Performance of health facilities in Bangladesh: results published and disseminated
Results of a performance assessment of health facilities in the government sector reveal scope for improvement in their performance . The findings are part of the ‘in-depth analysis of the results of performance of public sector health facilities in Bangladesh in 2017’ report, published in 2019.
The analysis was conducted by the health systems strengthening (HSS) initiative by the Management Information System (MIS) of the Directorate General of Health Services (DGHS) in Bangladesh with technical support from the World Health Organization.
Sixty-eight facilities were shortlisted out of 510 facilities for an in-depth evaluation of their performance after scoring above 60% in the online (based on the DHIS2 reporting platform) and the on-site (conducted by local managers) monitoring tool results. These sixty-eight facilities were then assessed based on a physical assessment tool and a patient satisfaction survey. Health facilities participating in the overall assessment included: upazila health complexes (UHCs), district hospitals (DHs), medical college hospitals (MCHs), and specialty postgraduate institute and hospitals (SpHs).
The analysis drawn in the report compares the scores received by the shortlisted and non-shortlisted facilities with the first two tools.
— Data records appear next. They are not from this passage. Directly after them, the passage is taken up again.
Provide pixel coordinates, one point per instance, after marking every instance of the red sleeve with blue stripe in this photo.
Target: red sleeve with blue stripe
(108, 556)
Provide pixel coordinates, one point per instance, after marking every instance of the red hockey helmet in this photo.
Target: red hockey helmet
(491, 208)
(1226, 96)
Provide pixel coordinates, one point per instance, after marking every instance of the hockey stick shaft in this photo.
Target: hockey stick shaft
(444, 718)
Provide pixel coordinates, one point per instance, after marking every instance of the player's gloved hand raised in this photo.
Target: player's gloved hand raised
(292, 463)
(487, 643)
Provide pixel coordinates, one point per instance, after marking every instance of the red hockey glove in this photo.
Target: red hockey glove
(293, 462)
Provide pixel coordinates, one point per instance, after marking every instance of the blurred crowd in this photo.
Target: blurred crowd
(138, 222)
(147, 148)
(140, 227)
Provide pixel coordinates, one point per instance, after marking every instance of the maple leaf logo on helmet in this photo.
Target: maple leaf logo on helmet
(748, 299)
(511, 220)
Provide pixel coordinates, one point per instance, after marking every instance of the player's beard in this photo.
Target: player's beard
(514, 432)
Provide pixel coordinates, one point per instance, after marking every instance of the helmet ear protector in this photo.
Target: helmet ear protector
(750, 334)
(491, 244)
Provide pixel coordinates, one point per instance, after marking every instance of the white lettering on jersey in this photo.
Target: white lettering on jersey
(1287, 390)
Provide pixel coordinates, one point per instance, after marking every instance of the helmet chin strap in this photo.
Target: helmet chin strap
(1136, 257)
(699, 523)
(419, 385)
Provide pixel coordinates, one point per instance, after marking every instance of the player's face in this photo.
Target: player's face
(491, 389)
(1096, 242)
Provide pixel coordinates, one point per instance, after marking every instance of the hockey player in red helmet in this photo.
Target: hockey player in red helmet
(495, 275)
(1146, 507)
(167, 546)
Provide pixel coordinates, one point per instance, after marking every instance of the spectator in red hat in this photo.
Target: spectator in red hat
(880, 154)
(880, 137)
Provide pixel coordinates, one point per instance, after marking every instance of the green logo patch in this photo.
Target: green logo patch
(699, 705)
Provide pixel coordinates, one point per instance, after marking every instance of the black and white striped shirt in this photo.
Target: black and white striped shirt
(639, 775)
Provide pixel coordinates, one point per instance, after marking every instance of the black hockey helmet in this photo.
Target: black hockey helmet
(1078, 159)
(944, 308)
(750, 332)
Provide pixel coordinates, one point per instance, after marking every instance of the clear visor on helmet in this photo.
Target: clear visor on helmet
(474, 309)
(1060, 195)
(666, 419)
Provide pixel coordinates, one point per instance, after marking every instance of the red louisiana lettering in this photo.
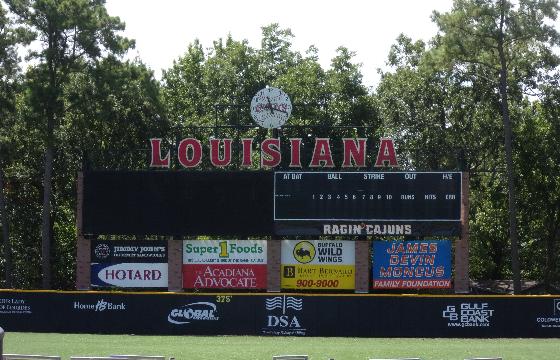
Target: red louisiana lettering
(354, 152)
(295, 146)
(215, 158)
(322, 154)
(386, 155)
(192, 146)
(247, 145)
(156, 159)
(270, 153)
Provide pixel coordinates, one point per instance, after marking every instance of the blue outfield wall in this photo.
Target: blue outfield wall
(280, 314)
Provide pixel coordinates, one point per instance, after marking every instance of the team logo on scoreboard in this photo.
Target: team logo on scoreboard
(304, 252)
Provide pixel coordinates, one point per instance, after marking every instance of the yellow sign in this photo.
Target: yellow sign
(318, 264)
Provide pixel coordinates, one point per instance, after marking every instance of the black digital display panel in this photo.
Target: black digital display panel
(177, 203)
(367, 196)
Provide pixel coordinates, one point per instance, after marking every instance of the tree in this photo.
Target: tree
(71, 33)
(506, 45)
(10, 37)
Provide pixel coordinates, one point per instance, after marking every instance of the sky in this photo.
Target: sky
(164, 28)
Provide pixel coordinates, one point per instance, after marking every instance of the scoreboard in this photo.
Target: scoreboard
(366, 197)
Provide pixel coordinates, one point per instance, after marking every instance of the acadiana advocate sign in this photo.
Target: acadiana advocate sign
(318, 264)
(129, 264)
(224, 264)
(412, 264)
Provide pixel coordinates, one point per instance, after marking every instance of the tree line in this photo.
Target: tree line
(481, 96)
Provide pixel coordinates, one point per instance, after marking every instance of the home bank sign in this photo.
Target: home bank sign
(270, 109)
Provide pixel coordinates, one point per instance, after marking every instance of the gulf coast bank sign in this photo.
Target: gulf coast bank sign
(190, 153)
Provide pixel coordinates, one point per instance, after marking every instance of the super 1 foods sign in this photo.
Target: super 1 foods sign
(224, 264)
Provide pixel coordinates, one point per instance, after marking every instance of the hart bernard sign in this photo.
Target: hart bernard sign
(190, 153)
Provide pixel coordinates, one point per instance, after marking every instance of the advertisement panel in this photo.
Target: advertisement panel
(411, 264)
(129, 264)
(318, 264)
(104, 312)
(224, 264)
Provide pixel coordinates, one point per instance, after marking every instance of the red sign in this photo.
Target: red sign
(224, 276)
(190, 153)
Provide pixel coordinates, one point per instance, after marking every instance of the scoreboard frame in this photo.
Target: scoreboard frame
(381, 182)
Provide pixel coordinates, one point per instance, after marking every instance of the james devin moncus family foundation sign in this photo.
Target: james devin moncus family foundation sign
(289, 201)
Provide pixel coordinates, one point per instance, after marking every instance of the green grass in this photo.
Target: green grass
(262, 348)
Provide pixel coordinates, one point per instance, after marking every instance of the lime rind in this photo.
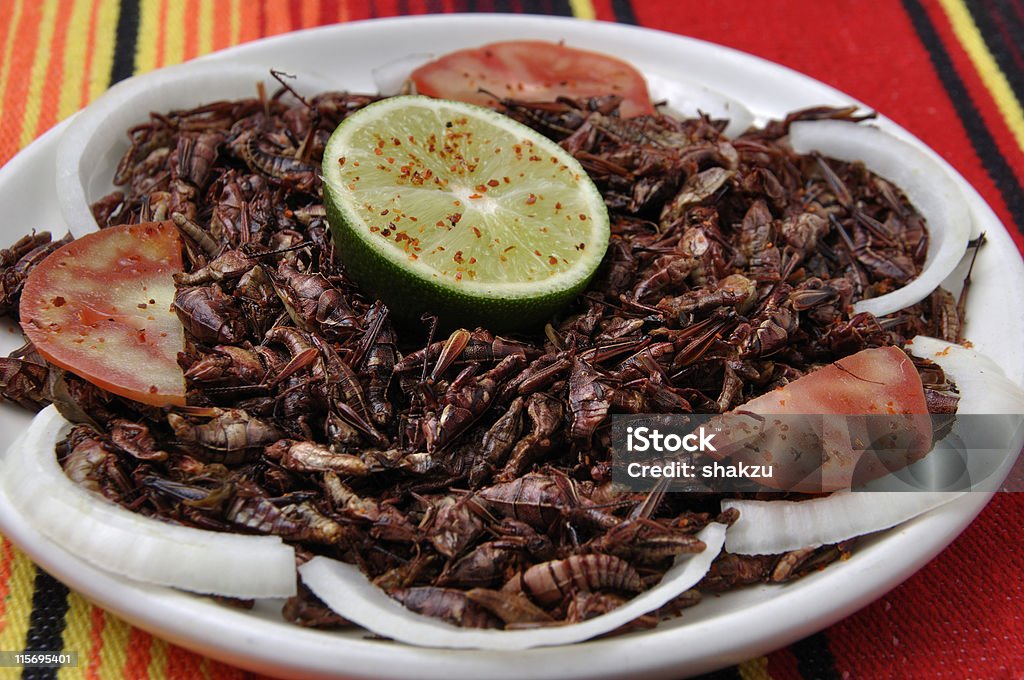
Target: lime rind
(457, 206)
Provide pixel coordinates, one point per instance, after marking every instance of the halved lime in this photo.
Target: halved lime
(450, 208)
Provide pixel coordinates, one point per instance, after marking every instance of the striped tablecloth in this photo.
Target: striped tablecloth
(948, 71)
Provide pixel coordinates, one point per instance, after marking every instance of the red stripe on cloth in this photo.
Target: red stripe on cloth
(54, 74)
(993, 119)
(329, 12)
(603, 10)
(192, 30)
(6, 559)
(877, 76)
(221, 25)
(161, 41)
(90, 49)
(16, 93)
(279, 18)
(782, 666)
(972, 627)
(98, 621)
(182, 664)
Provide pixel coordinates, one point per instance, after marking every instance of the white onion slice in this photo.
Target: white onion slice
(983, 386)
(768, 527)
(775, 526)
(346, 591)
(93, 144)
(128, 544)
(690, 99)
(925, 181)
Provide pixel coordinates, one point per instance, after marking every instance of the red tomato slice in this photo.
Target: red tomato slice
(830, 454)
(100, 307)
(532, 70)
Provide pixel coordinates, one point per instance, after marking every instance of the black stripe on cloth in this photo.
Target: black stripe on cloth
(623, 9)
(49, 604)
(1003, 30)
(553, 7)
(814, 659)
(125, 39)
(984, 144)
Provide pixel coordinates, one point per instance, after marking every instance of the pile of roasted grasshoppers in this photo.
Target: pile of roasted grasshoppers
(468, 473)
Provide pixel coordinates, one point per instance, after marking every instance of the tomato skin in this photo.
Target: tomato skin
(100, 307)
(532, 70)
(819, 454)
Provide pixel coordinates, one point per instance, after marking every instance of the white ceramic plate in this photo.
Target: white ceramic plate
(720, 631)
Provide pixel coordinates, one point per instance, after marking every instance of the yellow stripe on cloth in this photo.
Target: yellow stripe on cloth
(174, 33)
(755, 669)
(113, 654)
(75, 58)
(158, 660)
(102, 48)
(78, 626)
(236, 28)
(583, 8)
(15, 621)
(996, 83)
(8, 46)
(206, 28)
(40, 65)
(148, 28)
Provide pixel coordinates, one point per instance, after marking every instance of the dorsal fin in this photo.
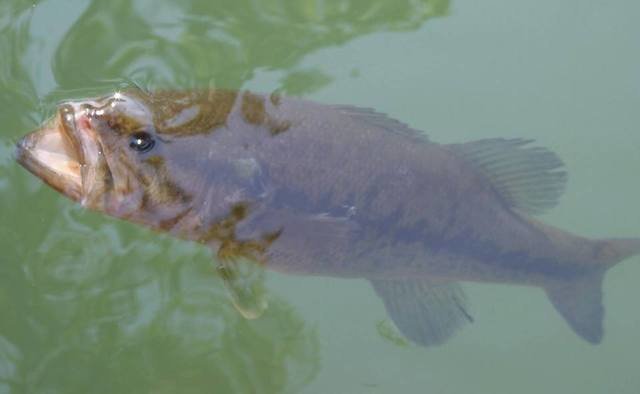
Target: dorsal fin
(378, 119)
(530, 178)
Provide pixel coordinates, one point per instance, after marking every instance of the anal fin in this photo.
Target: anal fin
(579, 301)
(428, 313)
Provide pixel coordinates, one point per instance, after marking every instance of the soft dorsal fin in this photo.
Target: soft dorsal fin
(530, 178)
(378, 119)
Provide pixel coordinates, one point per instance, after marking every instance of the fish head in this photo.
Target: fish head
(108, 155)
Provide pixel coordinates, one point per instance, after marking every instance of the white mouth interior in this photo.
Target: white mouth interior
(54, 151)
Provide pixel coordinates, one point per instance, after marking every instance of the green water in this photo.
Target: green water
(89, 304)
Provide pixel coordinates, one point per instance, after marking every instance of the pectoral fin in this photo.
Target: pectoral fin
(427, 313)
(244, 280)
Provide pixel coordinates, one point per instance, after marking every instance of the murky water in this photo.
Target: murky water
(91, 304)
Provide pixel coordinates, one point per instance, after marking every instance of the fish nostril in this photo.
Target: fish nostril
(24, 143)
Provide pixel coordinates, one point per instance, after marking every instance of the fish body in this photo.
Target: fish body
(314, 189)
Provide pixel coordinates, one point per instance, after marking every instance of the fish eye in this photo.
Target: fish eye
(141, 142)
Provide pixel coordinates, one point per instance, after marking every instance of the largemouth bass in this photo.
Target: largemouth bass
(313, 189)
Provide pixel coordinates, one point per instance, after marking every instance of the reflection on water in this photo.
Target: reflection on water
(94, 307)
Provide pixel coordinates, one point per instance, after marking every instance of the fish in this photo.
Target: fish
(306, 188)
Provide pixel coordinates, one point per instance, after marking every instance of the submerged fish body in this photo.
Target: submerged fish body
(314, 189)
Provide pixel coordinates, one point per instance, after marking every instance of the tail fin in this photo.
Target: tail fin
(579, 300)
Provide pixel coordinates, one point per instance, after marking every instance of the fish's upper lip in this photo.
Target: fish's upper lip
(67, 115)
(51, 153)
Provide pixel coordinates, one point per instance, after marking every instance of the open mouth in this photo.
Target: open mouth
(54, 154)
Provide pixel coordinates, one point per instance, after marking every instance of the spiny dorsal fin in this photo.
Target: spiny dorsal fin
(428, 313)
(530, 179)
(378, 119)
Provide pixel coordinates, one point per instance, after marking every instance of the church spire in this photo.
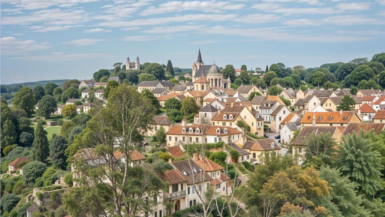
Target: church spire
(199, 60)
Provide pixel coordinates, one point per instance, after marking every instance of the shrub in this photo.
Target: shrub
(68, 179)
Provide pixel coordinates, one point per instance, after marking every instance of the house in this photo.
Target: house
(115, 79)
(299, 144)
(190, 134)
(366, 112)
(159, 92)
(14, 165)
(259, 147)
(341, 118)
(220, 182)
(287, 132)
(246, 90)
(157, 122)
(379, 117)
(198, 182)
(366, 127)
(86, 83)
(243, 154)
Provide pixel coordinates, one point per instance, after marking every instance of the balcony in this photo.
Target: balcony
(176, 195)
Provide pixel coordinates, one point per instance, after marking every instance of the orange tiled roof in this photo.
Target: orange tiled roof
(365, 108)
(327, 117)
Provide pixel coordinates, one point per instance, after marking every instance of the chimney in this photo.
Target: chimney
(195, 157)
(313, 120)
(184, 122)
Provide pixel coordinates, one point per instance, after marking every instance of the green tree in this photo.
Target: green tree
(173, 103)
(161, 135)
(170, 68)
(68, 110)
(347, 103)
(24, 99)
(32, 171)
(49, 88)
(229, 71)
(40, 150)
(189, 106)
(38, 91)
(269, 76)
(56, 149)
(274, 91)
(156, 70)
(47, 105)
(360, 163)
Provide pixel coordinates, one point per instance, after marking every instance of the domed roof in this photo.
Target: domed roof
(213, 70)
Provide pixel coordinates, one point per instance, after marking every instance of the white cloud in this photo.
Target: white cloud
(40, 4)
(12, 46)
(84, 41)
(358, 6)
(59, 56)
(173, 29)
(178, 6)
(97, 30)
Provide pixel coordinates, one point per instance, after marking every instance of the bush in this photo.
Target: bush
(60, 122)
(248, 166)
(68, 179)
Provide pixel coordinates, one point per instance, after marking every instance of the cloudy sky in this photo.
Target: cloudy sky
(62, 39)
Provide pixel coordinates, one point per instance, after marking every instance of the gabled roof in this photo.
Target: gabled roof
(343, 117)
(161, 120)
(366, 127)
(308, 130)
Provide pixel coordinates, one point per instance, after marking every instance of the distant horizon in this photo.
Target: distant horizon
(60, 40)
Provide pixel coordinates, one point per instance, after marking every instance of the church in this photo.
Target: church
(206, 77)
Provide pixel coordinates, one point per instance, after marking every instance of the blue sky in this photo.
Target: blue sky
(64, 39)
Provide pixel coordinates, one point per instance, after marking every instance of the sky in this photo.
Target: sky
(71, 39)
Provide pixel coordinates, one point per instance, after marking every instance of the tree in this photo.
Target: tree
(173, 103)
(70, 93)
(24, 99)
(347, 103)
(68, 110)
(38, 91)
(169, 68)
(379, 58)
(110, 85)
(56, 149)
(189, 106)
(47, 106)
(161, 135)
(320, 148)
(245, 77)
(49, 88)
(26, 139)
(360, 163)
(253, 94)
(40, 150)
(269, 76)
(229, 71)
(345, 70)
(274, 91)
(32, 171)
(156, 70)
(154, 101)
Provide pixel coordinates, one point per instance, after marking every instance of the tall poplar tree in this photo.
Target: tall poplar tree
(170, 68)
(40, 150)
Regions were also compared to show whether there was a difference in performance between the eight divisions in Bangladesh. For the shortlisted facilities, data entered in the online measurement tool were verified for accuracy. The performance of health facilities was classified as “good”, “moderately good”, “moderately poor” and “poor”.
Based on the aggregated standardized score, the performance of 19 (3.73%) health facilities was “good” (>=75%), 269 (52.75%) “moderately good” (50% to <75%), 205 (40.20%) “moderately poor” (25% to <50%) and 17 (3.33%) “poor” (<25%). Performance gaps have been identified as particularly high in upazila health complexes, where the report shows that only 2.38% of the total (10 out of 420) performed at a “good” during 2017.
Based on this result, more attention to the performance of primary care services is needed in order to enable the country to move towards universal health coverage by 2030.